What is Apache Kafka?

Apache Kafka is a distributed, fault-tolerant, and high-throughput messaging system based on the publish-subscribe model. It was originally developed at LinkedIn and open-sourced in 2011.

Send and receive real-time data
→ Like a chat app, where one service sends a message and others instantly get it.
Store data safely
→ If a service is offline, Kafka saves the data until the service comes back and reads it.
Process data as it flows
→ Kafka can also analyze data as it moves, using something called the Kafka Streams API.

Example:

Imagine you are getting live order data from an online store:
- Without Kafka Streams: You just collect and store all the orders.
- With Kafka Streams: You can count orders, find totals, or detect fraud — while the data is still coming in.

So, Kafka Streams helps you do smart things with data in real time, without needing to store and analyze it later.

Kafka Advantages

Loose Coupling: Services communicate without needing to know about each other.
Durability: Messages are stored on disk and can be replayed even if the consumer is down.
Scalability: Easily handles large volumes of data and can scale horizontally.
Flexibility: New consumers can be added without modifying the producers.

Explain Horizontal scaling and vertical scaling?

`Horizontal Scaling (Scale Out)`

Add more machines to handle more load.
Each machine (or server) handles part of the work.
Common in distributed systems like Kafka.

Example:
You have 1 Kafka broker. If traffic increases, you add 2 more brokers — now 3 Kafka servers share the load.

✅ Pros: More flexible, fault-tolerant, and easy to scale.
❌ Cons: Slightly complex to manage.

`Vertical Scaling (Scale Up)`

Add more power (CPU, RAM, storage) to your existing machine.
You're making a single server stronger.

Example:
You upgrade your Kafka server from 8 GB RAM to 32 GB RAM to handle more messages.

✅ Pros: Simpler setup.
❌ Cons: There's a limit to how much you can upgrade one machine, and if it fails — everything fails.

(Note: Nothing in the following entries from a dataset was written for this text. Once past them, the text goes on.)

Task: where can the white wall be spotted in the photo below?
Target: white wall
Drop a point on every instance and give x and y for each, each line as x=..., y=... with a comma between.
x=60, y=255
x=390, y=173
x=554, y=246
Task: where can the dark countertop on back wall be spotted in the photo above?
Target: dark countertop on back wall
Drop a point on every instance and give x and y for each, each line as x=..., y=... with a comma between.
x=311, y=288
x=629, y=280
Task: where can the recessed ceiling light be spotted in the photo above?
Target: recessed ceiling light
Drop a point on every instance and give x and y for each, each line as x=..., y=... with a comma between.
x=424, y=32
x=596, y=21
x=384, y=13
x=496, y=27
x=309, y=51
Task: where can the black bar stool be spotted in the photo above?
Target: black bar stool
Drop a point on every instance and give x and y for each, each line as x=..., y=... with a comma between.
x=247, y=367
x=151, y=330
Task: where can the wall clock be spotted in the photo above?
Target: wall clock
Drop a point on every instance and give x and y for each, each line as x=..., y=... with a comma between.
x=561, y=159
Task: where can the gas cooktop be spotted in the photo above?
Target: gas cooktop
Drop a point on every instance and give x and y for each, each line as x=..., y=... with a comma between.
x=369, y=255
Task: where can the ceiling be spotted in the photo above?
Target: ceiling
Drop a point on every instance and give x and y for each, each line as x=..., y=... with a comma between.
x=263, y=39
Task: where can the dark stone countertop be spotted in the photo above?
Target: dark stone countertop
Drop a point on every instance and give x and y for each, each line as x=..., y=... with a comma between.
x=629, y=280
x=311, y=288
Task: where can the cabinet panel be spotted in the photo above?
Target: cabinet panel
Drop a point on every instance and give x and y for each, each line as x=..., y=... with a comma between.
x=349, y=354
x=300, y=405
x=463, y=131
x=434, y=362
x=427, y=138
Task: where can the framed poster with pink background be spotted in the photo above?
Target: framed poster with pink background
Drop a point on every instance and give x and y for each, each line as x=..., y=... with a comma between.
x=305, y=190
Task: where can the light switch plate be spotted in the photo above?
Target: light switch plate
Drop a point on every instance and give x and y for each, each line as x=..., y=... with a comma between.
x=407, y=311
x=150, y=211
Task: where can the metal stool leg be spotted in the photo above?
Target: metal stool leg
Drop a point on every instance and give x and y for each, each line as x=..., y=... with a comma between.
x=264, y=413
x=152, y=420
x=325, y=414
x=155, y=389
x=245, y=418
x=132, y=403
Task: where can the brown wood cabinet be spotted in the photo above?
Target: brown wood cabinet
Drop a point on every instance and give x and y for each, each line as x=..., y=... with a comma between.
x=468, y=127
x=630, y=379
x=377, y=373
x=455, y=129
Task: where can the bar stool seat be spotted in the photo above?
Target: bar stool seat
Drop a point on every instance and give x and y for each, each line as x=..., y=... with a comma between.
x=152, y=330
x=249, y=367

Kafka uses Horizontal Scaling - Because it can run on multiple servers (called brokers) and share the data among them.

Step by step Kafka Flow:

Step-by-step Flow:

Producer creates and sends events.
Kafka producer batches the events (internally).
These batches are sent directly to Kafka brokers.
The broker receives and stores them in the topic partition on disk.
Consumers later pull from these topic partitions.

Example Flow (RabbitMQ):

Producer sends message → Broker queues it.

Broker delivers the message to a consumer.
Consumer processes it and sends back an acknowledgment (ACK).
Broker removes the message from the queue.

If no ACK is received, broker will:

Assume failure (e.g., consumer crashed).
Redeliver the message to another consumer.

👉 This process is called message tracking or delivery state management.

Differences between ActiveMQ/RabbitMQ and kafka?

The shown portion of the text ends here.